In a bold move to stimulate exports and tourism, South Korea’s finance ministry has announced a provision of up to 181 trillion won ($137 billion) in affordable loans for exporters, effective until the end of this year. The ministry’s strategy also involves waiving visa processing fees for Chinese tourists, a move designed to boost tourism and the country’s economy.

The government is mapping out plans to increase the influx of Chinese tourists, aiming to raise the current figures from one million to 1.5 million per month. This increase in tourism is expected to be achieved through expedited visa fee waivers and a series of coordinated tourist events with retailers. With exports predicted to swing to growth in the fourth quarter, the finance minister, Choo Kyung-ho, remains optimistic about the country’s trade balance.

South Korea to Boost Exports and Tourism with Economic Stimulus Measures

South Korea is set to inject 181 trillion won ($137 billion) into its economy by the end of 2019, offering low-interest loans to exporters and waiving visa fees for Chinese tourists, according to a statement from the finance ministry on Monday.
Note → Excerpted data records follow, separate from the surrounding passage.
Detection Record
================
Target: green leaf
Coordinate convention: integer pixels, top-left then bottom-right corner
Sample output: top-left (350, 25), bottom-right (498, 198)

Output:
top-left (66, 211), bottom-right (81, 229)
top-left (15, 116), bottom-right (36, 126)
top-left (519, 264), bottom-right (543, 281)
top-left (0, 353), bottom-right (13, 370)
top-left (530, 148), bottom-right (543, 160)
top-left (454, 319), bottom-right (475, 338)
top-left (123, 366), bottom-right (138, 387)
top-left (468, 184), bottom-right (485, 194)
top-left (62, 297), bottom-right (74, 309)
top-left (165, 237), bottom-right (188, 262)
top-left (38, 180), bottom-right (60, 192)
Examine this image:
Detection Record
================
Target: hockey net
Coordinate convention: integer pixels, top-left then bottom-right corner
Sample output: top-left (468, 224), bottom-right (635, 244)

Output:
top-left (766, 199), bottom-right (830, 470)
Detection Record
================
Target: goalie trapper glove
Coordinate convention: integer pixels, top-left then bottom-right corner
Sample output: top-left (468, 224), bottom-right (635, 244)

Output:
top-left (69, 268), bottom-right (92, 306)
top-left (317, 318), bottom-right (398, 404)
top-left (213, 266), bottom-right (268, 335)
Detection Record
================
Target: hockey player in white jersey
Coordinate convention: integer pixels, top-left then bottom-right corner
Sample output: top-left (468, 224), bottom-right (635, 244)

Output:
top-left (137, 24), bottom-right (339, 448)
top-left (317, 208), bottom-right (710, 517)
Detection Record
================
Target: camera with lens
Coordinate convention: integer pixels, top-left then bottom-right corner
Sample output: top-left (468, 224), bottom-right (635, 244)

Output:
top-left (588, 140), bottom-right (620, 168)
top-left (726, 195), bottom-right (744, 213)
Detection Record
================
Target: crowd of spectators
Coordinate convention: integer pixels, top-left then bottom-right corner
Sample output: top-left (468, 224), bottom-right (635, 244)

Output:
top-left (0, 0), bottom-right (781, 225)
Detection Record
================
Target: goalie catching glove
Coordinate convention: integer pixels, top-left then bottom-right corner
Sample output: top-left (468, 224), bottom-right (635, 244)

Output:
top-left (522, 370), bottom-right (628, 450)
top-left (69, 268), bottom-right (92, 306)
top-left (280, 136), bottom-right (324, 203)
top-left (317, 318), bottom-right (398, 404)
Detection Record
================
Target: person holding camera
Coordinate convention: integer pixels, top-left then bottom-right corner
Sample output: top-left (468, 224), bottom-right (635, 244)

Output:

Aiming to Increase Chinese Tourists

The government’s initiative is geared towards increasing the number of Chinese tourists from the current one million to 1.5 million each month. This increase will be achieved by fast-tracking the waiving of visa fees and organizing tourist events in collaboration with retailers.

Positive Trade Forecast

Finance minister Choo Kyung-ho expressed optimism for the country’s economic outlook, predicting a surplus in the trade balance in September. He stated on Monday, "the declines in exports will further ease, and exports are likely to swing to growth during the fourth quarter."

Economic Growth Slows Down

However, analysts at ING suggest a slowdown in the nation’s economic growth for the third quarter. Their forecasts indicate a deceleration to 0.2% quarter-on-quarter seasonally adjusted from 0.6% in the second quarter, attributing it to a further slowdown in domestic demand.

Reporting by Cynthia Kim; Editing by Kim Coghill


South Korea’s ambitious strategy to stimulate its economy by focusing on exports and tourism, particularly targeting Chinese tourists, exhibits its proactive approach to tackle economic slowdown. However, only time will tell if these measures will help to counterbalance the slowdown in domestic demand and achieve the forecasted growth in the fourth quarter.